For years, DWEJ’s Workforce Training program has helped train Detroiters in aspects of this work. But recently, demand has increased for workers who can build on their initial training and grow into more advanced positions—with better pay. That’s why DWEJ has developed its Future Build program, which advances the skills of Detroiters who have basic work training, employing them in living-wage jobs with a focus on repairing and protecting the environment.

“As the head of an environmental service company, I’m not looking for laborers,” says Anthony Kashat, principal and co-founder of AKT Peerless, which provides environmental and energy solutions in Detroit and beyond. “I need individuals who have a foundation of training and want to take their career in the next direction.”
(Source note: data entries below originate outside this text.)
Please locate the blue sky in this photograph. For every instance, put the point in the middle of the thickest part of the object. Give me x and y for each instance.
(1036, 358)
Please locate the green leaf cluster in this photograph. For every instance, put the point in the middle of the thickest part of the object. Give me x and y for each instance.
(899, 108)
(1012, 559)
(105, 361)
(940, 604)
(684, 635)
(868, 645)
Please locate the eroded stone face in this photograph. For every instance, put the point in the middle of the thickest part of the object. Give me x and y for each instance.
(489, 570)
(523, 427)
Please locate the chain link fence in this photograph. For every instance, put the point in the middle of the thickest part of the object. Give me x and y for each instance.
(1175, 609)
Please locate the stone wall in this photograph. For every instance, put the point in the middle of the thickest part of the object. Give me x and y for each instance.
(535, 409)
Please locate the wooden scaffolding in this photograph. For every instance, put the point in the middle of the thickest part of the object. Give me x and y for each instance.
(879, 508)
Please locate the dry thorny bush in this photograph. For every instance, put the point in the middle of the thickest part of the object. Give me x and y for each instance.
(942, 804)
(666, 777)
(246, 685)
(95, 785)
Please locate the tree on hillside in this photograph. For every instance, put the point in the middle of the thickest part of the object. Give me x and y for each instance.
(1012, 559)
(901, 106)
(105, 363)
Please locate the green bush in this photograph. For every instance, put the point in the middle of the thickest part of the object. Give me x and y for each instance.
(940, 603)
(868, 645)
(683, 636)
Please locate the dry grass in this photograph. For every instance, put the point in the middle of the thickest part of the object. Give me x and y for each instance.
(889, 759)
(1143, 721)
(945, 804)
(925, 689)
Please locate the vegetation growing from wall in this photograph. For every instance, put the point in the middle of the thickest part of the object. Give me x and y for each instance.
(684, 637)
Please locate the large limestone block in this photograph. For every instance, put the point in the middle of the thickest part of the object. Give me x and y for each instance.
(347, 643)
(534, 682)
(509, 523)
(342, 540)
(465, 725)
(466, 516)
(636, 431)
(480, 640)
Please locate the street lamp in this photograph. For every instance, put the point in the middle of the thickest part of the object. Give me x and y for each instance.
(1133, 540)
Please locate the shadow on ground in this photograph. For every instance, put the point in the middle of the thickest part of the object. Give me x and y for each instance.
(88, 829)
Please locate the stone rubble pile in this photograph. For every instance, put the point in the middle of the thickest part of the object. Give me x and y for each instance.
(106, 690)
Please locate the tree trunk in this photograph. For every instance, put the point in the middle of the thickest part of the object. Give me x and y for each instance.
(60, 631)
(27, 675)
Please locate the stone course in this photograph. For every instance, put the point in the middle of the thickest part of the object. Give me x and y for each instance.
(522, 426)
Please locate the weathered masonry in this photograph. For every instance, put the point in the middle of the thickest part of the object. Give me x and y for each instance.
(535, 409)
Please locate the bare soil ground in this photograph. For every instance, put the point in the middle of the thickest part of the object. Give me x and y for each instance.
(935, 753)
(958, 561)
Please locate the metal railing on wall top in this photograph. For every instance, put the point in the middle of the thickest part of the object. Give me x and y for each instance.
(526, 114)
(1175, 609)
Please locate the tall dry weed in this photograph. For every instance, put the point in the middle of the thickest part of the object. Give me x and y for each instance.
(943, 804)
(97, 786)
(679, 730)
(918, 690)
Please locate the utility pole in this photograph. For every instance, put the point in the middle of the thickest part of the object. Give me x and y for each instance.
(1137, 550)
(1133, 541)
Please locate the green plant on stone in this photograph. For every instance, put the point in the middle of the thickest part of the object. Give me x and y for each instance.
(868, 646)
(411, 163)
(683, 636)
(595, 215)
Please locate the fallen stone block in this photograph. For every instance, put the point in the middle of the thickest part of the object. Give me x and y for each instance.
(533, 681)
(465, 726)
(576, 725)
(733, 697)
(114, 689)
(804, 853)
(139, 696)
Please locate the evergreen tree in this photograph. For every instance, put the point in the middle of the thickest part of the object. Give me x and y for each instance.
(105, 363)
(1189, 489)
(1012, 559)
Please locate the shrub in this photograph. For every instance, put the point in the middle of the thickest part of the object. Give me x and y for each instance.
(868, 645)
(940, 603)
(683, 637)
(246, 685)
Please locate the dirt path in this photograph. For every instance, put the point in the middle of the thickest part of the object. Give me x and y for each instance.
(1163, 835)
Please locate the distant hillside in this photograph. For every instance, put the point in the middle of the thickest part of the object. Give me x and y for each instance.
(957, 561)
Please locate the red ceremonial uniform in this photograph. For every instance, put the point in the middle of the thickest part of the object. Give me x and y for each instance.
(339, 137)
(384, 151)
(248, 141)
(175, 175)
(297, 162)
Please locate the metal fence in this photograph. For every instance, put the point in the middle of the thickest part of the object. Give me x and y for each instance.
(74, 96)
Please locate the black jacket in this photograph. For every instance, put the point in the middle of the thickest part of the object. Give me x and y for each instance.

Kashat, who has partnered closely with DWEJ on the Workforce Training program since its inception—even hiring trainees who completed the curriculum—says he’s now eager for more help through Future Build.

“I’m looking to hire people who can do environmental survey work,” he says. Because his company has large numbers of homes slated for demolition, he needs surveyors who can assess whether there’s asbestos or lead in the home, and identify any toxic materials present. The surveyors then generate a report, which Kashat gives to the abatement companies so the toxic materials can be removed safely.

“We’ll pay these people, and get them the training and experience they need,” Kashat says. “But they have to be ready to take their career to the next level.”

He says Future Build is a missing link—a program that gives people with entry-level skills the opportunity to advance. “It can help the right people be able to grow.”